Arab region on alert for coronavirus, first cases reported

Four cases of coronavirus infection were confirmed in the United Arab Emirates, the first in the region, most of the Arab world is on high alert.
Friday 31/01/2020
Travellers wear masks as they arrive at the Dubai International Airport, after the UAE's Ministry of Health and Community Prevention confirmed the country's first case of coronavirus, in Dubai, United Arab Emirates January 29. (Reuters)
Travellers wear masks as they arrive at the Dubai International Airport, after the UAE's Ministry of Health and Community Prevention confirmed the country's first case of coronavirus, in Dubai, United Arab Emirates January 29. (Reuters)

LONDON - With the World Health Organisation declaring the outbreak of coronavirus, which has spread from China to more than a dozen countries, a global emergency, most of the Arab world is on high alert with health officials acting to prevent the spread of the virus.

The World Health Organisation (WHO) declared the outbreak in China a “public health emergency of international concern,” after the virus had sickened more than 10,000 people and killed at least 213.

Four cases of coronavirus infection were confirmed in the United Arab Emirates, the first in the region since the new strand of the virus was reported in December in Wuhan, China.

The cases in the United Arab Emirates were found in four members of a Chinese family who arrived from Wuhan on vacation, the WAM news agency reported. Symptoms began showing a week after their arrival, a local doctor told the Associated Press.

“Their condition is stable. They are awake. They are all receiving all the measures,” Dr Hussein al-Rand said. “I would say to the public: Please, don’t be panicked. The health condition within the United Arab Emirates is safe.”
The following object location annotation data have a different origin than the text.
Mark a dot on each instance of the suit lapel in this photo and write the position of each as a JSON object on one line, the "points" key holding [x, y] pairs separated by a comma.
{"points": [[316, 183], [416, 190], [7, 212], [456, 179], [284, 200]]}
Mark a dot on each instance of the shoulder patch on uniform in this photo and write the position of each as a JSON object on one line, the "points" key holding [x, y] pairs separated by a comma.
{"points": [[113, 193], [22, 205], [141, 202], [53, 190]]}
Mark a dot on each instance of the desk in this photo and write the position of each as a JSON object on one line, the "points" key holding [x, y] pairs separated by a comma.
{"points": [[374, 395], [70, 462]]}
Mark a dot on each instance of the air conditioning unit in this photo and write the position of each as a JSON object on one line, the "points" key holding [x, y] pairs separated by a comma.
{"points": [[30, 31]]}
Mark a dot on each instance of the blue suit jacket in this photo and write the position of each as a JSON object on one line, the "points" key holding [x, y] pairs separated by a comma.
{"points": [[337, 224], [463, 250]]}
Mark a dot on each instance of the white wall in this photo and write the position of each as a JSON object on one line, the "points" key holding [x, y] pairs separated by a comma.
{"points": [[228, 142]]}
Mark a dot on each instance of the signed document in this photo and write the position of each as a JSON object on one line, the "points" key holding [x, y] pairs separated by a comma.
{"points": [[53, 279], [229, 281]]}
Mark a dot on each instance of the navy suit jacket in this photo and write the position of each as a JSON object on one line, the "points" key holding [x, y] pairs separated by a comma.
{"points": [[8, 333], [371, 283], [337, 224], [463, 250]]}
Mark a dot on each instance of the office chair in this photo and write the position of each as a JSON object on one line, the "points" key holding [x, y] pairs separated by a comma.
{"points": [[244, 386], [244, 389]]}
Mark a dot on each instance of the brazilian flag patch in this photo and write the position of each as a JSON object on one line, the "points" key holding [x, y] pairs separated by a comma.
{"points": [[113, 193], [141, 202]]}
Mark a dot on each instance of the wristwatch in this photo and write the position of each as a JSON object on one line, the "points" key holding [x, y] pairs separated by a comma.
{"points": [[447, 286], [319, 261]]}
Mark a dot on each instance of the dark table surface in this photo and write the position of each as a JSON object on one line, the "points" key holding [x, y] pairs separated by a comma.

Gulf countries have been on alert and have begun screening passengers at international airports. Both Abu Dhabi and Dubai airports implemented "thermal screening" for passengers arriving from China.

UAE officials are taking “all the necessary precautions in accordance with the scientific recommendations, conditions and standards approved by the WHO,” the UAE Health and Prevention Ministry said.

Saudi Minister of Health Dr Tawfiq Al-Rabiah, in a statement January 26, said no cases of the coronavirus had been detected in Saudi Arabia and that the Ministry of Health was carrying out precautionary measures, including screening passengers arriving from China.

The Bahraini Ministry of Health said the country was free of the SARS-like virus. It said preventive measures had been increased at entry points and health facilities to avert an outbreak of the disease.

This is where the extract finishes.